Visual Analytics and Cognitive Decision Support

Researchers need tools that enable them to dramatically accelerate the process of exploring and mining their data to derive new insights that can be translated into therapeutics and processes. The Visualization Workbench is a truly innovative visual analytics platform that does just that by enabling users to explore their data in ways that have not previously been possible with data of the scale and complexity to which it is being applied. The Workbench includes the Predictive Model Prospector that allows users to explore their data to understand risk factors and other features of the predictive model that may be critical in developing appropriate interventions. The Workbench also includes the "Clustrophile" tool that allows the users to group patients with similar characteristics to compare them to the overall models, as well as to derive more personalized models that will be more applicable to their specific needs.
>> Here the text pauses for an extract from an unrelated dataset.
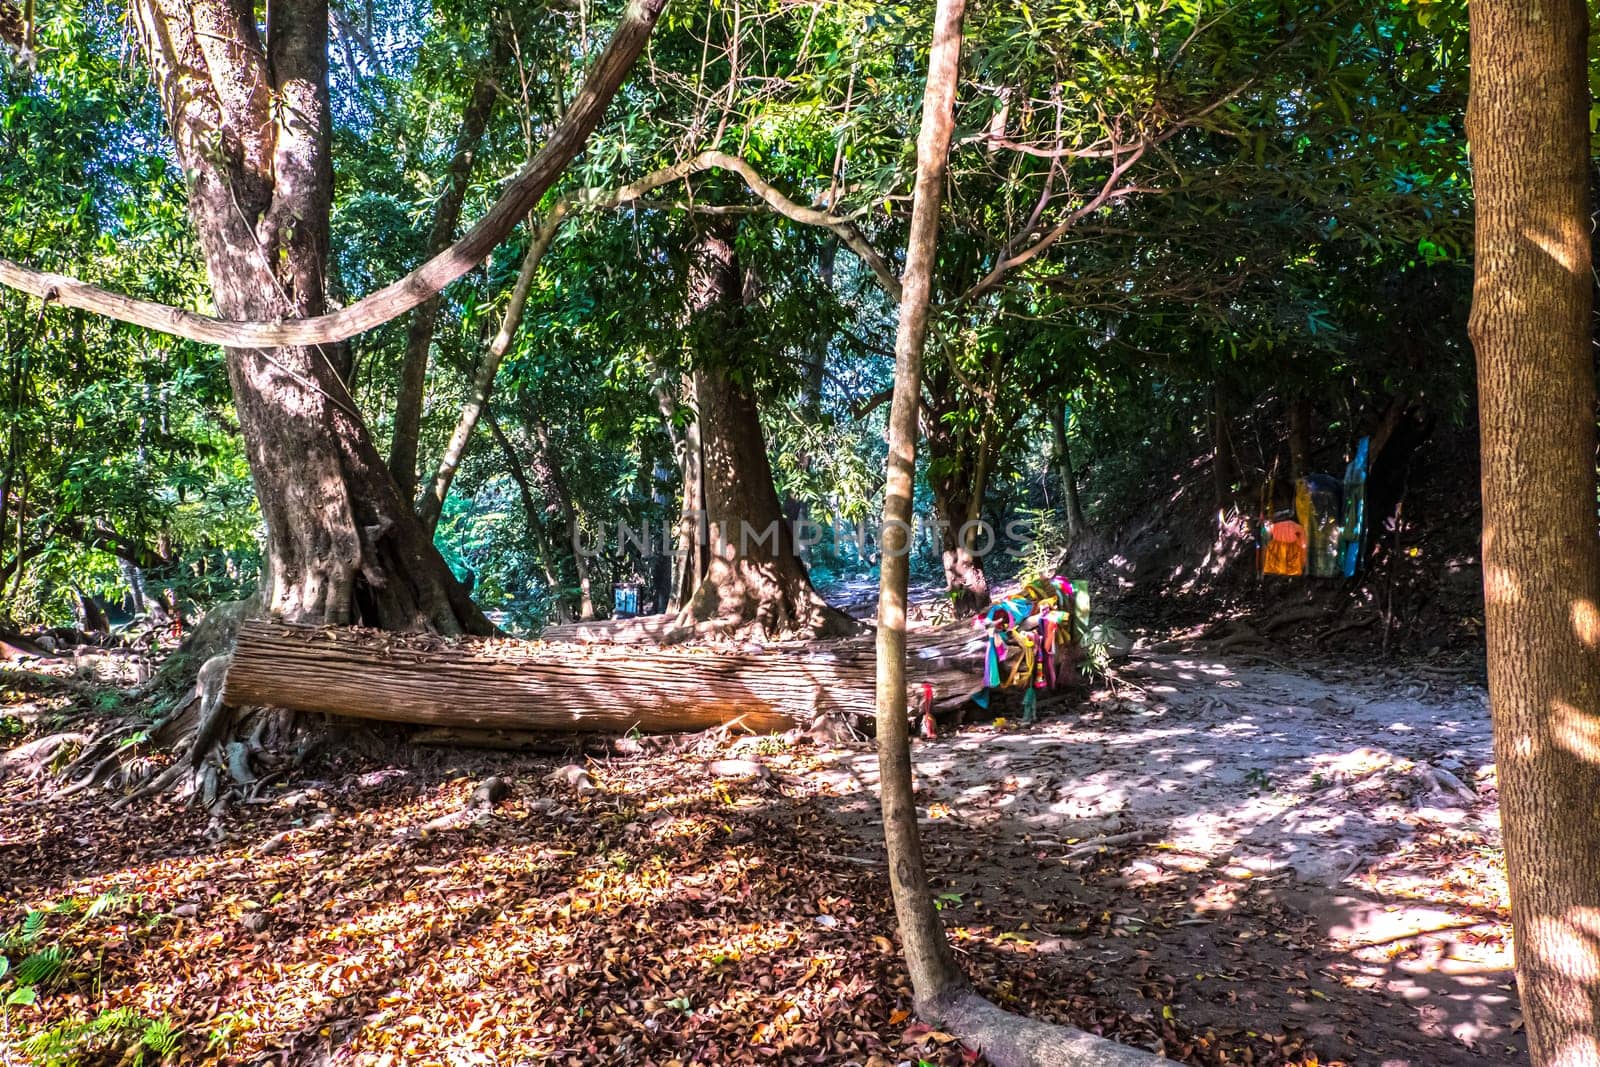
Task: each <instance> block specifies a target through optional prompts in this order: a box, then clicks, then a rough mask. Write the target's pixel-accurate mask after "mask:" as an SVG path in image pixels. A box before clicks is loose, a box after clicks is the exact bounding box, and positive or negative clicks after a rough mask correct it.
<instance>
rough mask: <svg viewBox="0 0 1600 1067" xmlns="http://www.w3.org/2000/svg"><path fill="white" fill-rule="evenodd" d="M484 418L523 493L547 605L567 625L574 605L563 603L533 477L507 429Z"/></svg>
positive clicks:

Contextual & Behavioral Modeling

  1. Integrating Personal Routines and Population Patterns to Re-engage Fit-Bit Use - Fit-Bit usage soared when the device was first introduced, but statistics have shown that 50% of users of such devices stop using them within 6 months and most have stopped paying attention to them long before that. Since maintaining appropriate activity levels is important to long-term health, we have been conducting qualitative research that will allow us to identify effective strategies for using technology to engage people with their fitness.
  2. Cognitive Coaching Service for Fitness - Personal trainers are a luxury that most people cannot afford, but even the best personal trainers often won't fully understand the needs of every individual. By combining real-time data from wearable devices and self-reported activity as well as nutritional data, personalized coaching can be made more accessible. Users can obtain help with setting goals, defining fitness strategies and fitting day-to-day fitness activities into their busy schedules.